Rüdiger Schopf
Adam and Eve with Abel

1396
Manuscript Illustration
Basel, Universitätsbibliothek, A II 1, fol. 19r
(Nicholas de Lyra, Postil to Genesis and Exodus)

There are many medieval and paleo-Christian images of the post-lapsarian Adam and Eve working at the chores God assigned them in Genesis 3:16-19,* but few are as positive and sentimental as this illustration from a text of Nicholas of Lyra's postil a marginal note, especially on a biblical text, or a book of such notes on Genesis. Adam digs with a hoe and smiles at Eve, who holds her baby on her lap while she works a distaff, a common symbol of womanly duty. Nicholas interprets God's punishments as the basis for the "domestic life" that the two are to pursue. Eve will be bound to her husband propter domesticam vitam, "for a domestic life," and as for Adam, "just as the woman is subjected to the man in a domestic life, in the same way it is the role of the man to procure the necessities of life for himself, his family, and his wife."1

That the illustrator may have seen Nicholas's comment as applicable to contemporary men and women may be suggested by the fact that this couple is dressed like contemporary peasants, not in the garments of skins that God made them (Genesis 3:21).

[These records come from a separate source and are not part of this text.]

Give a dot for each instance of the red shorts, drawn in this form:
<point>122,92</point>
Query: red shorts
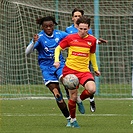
<point>82,76</point>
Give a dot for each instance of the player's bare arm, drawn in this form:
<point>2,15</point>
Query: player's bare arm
<point>97,73</point>
<point>35,38</point>
<point>56,64</point>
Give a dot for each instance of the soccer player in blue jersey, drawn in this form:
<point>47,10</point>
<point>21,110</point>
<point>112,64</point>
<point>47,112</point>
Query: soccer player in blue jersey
<point>45,43</point>
<point>76,13</point>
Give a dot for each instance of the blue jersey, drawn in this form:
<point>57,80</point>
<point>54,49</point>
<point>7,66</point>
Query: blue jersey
<point>46,46</point>
<point>71,29</point>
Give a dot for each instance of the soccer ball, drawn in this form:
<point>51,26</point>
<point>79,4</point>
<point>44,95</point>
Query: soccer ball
<point>71,81</point>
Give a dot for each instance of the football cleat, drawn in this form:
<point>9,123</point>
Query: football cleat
<point>92,106</point>
<point>68,123</point>
<point>81,107</point>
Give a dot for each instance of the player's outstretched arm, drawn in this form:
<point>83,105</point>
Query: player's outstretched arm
<point>30,47</point>
<point>100,41</point>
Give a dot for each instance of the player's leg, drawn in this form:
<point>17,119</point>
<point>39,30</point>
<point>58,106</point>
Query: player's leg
<point>87,78</point>
<point>51,81</point>
<point>92,100</point>
<point>72,107</point>
<point>55,89</point>
<point>79,102</point>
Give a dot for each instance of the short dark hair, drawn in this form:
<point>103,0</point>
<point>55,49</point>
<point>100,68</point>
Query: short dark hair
<point>84,20</point>
<point>77,10</point>
<point>48,18</point>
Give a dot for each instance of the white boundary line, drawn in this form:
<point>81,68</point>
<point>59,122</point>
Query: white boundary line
<point>28,115</point>
<point>51,98</point>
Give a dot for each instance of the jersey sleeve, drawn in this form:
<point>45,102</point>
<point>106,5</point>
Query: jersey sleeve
<point>90,31</point>
<point>94,61</point>
<point>93,48</point>
<point>64,43</point>
<point>57,53</point>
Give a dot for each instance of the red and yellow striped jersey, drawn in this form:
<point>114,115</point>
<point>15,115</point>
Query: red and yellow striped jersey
<point>79,51</point>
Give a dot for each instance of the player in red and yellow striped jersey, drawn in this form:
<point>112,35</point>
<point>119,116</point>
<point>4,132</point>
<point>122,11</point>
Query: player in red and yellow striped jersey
<point>82,47</point>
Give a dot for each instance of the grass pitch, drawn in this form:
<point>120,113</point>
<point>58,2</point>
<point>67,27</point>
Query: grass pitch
<point>43,116</point>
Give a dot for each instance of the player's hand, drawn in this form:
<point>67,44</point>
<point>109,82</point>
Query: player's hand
<point>100,41</point>
<point>35,38</point>
<point>97,73</point>
<point>56,64</point>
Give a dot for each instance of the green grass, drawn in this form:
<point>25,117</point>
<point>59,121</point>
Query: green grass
<point>105,90</point>
<point>43,116</point>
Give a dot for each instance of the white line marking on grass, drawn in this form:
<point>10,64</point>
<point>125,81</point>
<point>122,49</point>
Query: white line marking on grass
<point>19,115</point>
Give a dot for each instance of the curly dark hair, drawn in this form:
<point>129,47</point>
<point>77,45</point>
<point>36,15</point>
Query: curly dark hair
<point>48,18</point>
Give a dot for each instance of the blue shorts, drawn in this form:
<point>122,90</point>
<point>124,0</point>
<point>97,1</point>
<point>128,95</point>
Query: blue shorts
<point>51,74</point>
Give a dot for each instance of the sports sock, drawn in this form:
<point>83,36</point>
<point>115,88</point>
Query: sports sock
<point>91,99</point>
<point>72,108</point>
<point>85,94</point>
<point>65,112</point>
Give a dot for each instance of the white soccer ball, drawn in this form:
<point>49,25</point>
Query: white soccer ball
<point>71,81</point>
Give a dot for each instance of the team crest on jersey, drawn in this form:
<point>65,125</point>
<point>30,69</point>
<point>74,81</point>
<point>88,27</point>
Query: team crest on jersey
<point>57,39</point>
<point>89,43</point>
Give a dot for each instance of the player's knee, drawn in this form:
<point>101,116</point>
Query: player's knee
<point>58,97</point>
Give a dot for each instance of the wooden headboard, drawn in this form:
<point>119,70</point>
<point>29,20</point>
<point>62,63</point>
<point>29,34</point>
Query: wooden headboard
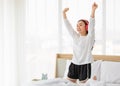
<point>61,61</point>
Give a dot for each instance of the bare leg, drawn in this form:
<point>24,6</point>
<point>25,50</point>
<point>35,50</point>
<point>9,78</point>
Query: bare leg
<point>94,78</point>
<point>72,80</point>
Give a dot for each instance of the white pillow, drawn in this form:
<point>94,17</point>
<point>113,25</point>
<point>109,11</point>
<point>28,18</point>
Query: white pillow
<point>67,68</point>
<point>96,68</point>
<point>110,72</point>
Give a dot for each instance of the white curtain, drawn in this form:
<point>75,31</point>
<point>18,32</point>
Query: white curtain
<point>11,48</point>
<point>41,38</point>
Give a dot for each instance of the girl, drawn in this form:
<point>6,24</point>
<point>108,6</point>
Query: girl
<point>83,40</point>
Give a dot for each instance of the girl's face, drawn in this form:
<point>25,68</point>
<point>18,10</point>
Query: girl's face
<point>81,28</point>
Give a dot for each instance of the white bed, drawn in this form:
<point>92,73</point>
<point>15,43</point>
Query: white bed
<point>105,67</point>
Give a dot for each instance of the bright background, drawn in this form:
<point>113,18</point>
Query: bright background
<point>32,32</point>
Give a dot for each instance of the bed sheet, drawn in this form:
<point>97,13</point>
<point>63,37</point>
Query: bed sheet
<point>110,84</point>
<point>64,82</point>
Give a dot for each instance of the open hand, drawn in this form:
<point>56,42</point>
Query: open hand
<point>65,10</point>
<point>94,6</point>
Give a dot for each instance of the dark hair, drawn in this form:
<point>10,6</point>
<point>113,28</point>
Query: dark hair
<point>86,24</point>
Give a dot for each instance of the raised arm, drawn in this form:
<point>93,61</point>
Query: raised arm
<point>64,13</point>
<point>68,25</point>
<point>94,7</point>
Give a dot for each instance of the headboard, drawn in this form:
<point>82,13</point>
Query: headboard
<point>61,61</point>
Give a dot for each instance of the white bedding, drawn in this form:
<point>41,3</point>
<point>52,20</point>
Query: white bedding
<point>53,82</point>
<point>64,82</point>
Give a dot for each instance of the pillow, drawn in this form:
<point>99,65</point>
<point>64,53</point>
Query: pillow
<point>66,68</point>
<point>110,72</point>
<point>96,68</point>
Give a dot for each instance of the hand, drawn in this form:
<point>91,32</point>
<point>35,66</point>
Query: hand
<point>65,10</point>
<point>64,13</point>
<point>94,6</point>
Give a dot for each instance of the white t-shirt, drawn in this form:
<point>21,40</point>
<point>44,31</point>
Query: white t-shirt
<point>82,45</point>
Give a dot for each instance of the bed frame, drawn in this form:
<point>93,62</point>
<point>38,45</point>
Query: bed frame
<point>61,61</point>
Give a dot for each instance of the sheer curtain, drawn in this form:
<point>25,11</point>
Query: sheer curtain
<point>10,42</point>
<point>41,38</point>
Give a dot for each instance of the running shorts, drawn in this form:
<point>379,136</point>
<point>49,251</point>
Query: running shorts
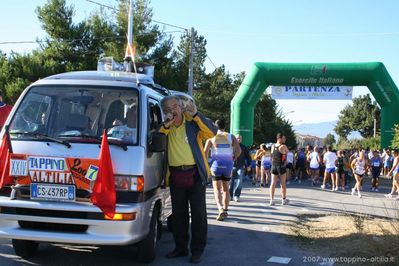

The intimacy between Eve and the naked baby is strongly reminiscent of Madonna and Child images of the time. The Virgin Mary is traditionally considered the second Eve, and Eve's son Abel is considered a type of Christ.

The top of a distaff holds the unspun flax or wool. One pulls out a thread from the distaff with one hand and wraps it around a spindle with the other. Here the artist has neglected to represent Eve's other hand at all. The object sitting to her left on the floor is too big to be a spindle; many medieval and later illustrations put a basket for the finished thread on the floor beside the woman.

Read more about images of Adam and Eve and of Abel.

Source: E-codices: Virtual Manuscript Library of Switzerland





































1 Glossa Ordinaria, I, col. 102-103: On Genesis 3:16, conjungitur mulier viro propter domesticam vitam, et quantum ad hoc puniet eam viro subjiciendo. On verses 17-19, Hic ponitur punitio viri. Circa quod sciendum, quod sicut in domestica vita mulier subjicitur viro, ita ad virum pertinet procurare necessaria vitae, pr so, familia, et uxore, et ideo quantum ad hoc punitur cum subditur.

*Genesis 3:16-19 reads as follows: "To the woman also he said: I will multiply thy sorrows, and thy conceptions: in sorrow shalt thou bring forth children, and thou shalt be under thy husband's power, and he shall have dominion over thee. And to Adam he said: Because thou hast hearkened to the voice of thy wife, and hast eaten of the tree, whereof I commanded thee that thou shouldst not eat, cursed is the earth in thy work; with labour and toil shalt thou eat thereof all the days of thy life. Thorns and thistles shall it bring forth to thee; and thou shalt eat the herbs of the earth. In the sweat of thy face shalt thou eat bread till thou return to the earth, out of which thou wast taken: for dust thou art, and into dust thou shalt return."